An EFF facility of $ 1.2 billion not sufficient
The board has expressed confidence that the proposed Extended Fund Facility loan from IMF would help it to build trust among investors in the Sri Lanka rupee. This confidence of the board is only partly correct. That is because a loan of just $ 1.2 billion, released to Sri Lanka in tranches of about $ 300 million each, would be totally inadequate to meet its foreign exchange commitments over the next 12 month period.

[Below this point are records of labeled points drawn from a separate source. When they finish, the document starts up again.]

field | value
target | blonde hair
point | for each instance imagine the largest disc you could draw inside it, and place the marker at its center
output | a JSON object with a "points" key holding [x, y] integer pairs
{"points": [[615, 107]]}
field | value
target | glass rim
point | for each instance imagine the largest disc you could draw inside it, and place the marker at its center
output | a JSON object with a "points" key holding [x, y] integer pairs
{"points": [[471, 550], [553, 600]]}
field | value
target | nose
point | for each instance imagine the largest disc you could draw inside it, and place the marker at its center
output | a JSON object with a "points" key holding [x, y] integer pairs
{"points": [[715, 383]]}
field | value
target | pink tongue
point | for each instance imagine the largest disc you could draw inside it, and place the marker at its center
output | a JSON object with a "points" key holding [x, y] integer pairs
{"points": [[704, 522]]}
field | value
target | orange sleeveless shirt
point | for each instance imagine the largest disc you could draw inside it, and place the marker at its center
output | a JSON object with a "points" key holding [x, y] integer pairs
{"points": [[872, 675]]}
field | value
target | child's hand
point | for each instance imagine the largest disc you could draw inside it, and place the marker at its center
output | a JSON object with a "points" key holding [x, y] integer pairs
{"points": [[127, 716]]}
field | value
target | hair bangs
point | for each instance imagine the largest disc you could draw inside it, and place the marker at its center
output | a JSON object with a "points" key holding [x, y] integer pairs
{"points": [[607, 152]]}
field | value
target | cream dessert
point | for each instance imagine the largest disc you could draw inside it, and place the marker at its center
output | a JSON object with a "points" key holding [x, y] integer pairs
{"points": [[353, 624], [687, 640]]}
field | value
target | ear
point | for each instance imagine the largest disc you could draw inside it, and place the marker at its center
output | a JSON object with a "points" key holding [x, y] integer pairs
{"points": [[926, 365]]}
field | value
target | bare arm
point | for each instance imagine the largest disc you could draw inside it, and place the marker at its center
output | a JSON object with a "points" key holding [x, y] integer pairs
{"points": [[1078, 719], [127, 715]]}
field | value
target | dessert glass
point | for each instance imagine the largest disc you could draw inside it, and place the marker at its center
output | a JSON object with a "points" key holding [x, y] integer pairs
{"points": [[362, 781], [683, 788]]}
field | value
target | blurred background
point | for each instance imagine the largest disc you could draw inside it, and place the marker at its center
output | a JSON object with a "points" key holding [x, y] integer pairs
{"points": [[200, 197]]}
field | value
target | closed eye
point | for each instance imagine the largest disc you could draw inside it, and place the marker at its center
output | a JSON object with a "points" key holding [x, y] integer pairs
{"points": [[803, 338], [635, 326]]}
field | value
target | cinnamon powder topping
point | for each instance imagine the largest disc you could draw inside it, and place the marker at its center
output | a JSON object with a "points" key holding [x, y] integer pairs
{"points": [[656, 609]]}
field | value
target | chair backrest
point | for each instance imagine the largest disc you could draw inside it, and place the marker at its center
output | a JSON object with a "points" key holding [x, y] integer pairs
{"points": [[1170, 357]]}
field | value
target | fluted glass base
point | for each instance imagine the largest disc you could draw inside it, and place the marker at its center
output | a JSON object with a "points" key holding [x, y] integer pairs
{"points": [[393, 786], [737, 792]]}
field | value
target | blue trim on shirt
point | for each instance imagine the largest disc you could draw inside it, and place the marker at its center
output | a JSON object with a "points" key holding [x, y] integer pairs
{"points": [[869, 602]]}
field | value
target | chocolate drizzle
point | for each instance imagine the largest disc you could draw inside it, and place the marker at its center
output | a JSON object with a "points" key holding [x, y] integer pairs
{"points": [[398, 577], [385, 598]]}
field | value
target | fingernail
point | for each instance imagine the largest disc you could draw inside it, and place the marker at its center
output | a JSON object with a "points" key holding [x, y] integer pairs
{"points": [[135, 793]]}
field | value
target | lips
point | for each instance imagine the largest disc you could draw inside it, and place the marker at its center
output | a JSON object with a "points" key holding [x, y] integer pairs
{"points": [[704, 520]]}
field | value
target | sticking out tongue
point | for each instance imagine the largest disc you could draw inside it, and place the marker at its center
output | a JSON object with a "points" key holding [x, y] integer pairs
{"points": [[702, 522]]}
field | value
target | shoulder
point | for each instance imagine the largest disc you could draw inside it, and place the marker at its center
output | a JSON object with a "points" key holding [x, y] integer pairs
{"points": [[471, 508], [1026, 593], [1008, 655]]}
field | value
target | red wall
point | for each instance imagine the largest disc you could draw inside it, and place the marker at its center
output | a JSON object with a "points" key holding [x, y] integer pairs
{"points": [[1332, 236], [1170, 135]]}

According to the data released by the Central Bank, foreign loan repayment commitments alone in the next 12 months will be about $ 4.5 billion. Hence, the IMF facility will just give only a mental complacence to the board without delivering a sufficient quantity of hard dollars to meet the market shortfalls. Such hard dollars have to be acquired by it by borrowing from commercial markets.
The board has lost its credibility in the eyes of the market.
Getting a loan from IMF is not just sufficient for the board to build trusts among market participants. That requires the board as well as the senior officials of the Central Bank to establish unmarred credibility by both the words they utter and the deeds they subsequently commit. The feeling of market participants is that the arrogance displayed by senior officers of the bank in receiving constructive criticism has done much damage to the trust building exercise of the board.
It is common knowledge in the market today that the Central Bank, the operational arm of the board, does not answer calls or clarify the issues raised by market participants. The Monetary Board which finally has to take responsibility cannot keep a blind eye on the acts committed in certain parts of Central Bank’s operations eroding its credibility. Certainly, the Good Governance Government voted to power in 2015 too cannot remain oblivious when another major bond scandal is rubbing against its nose.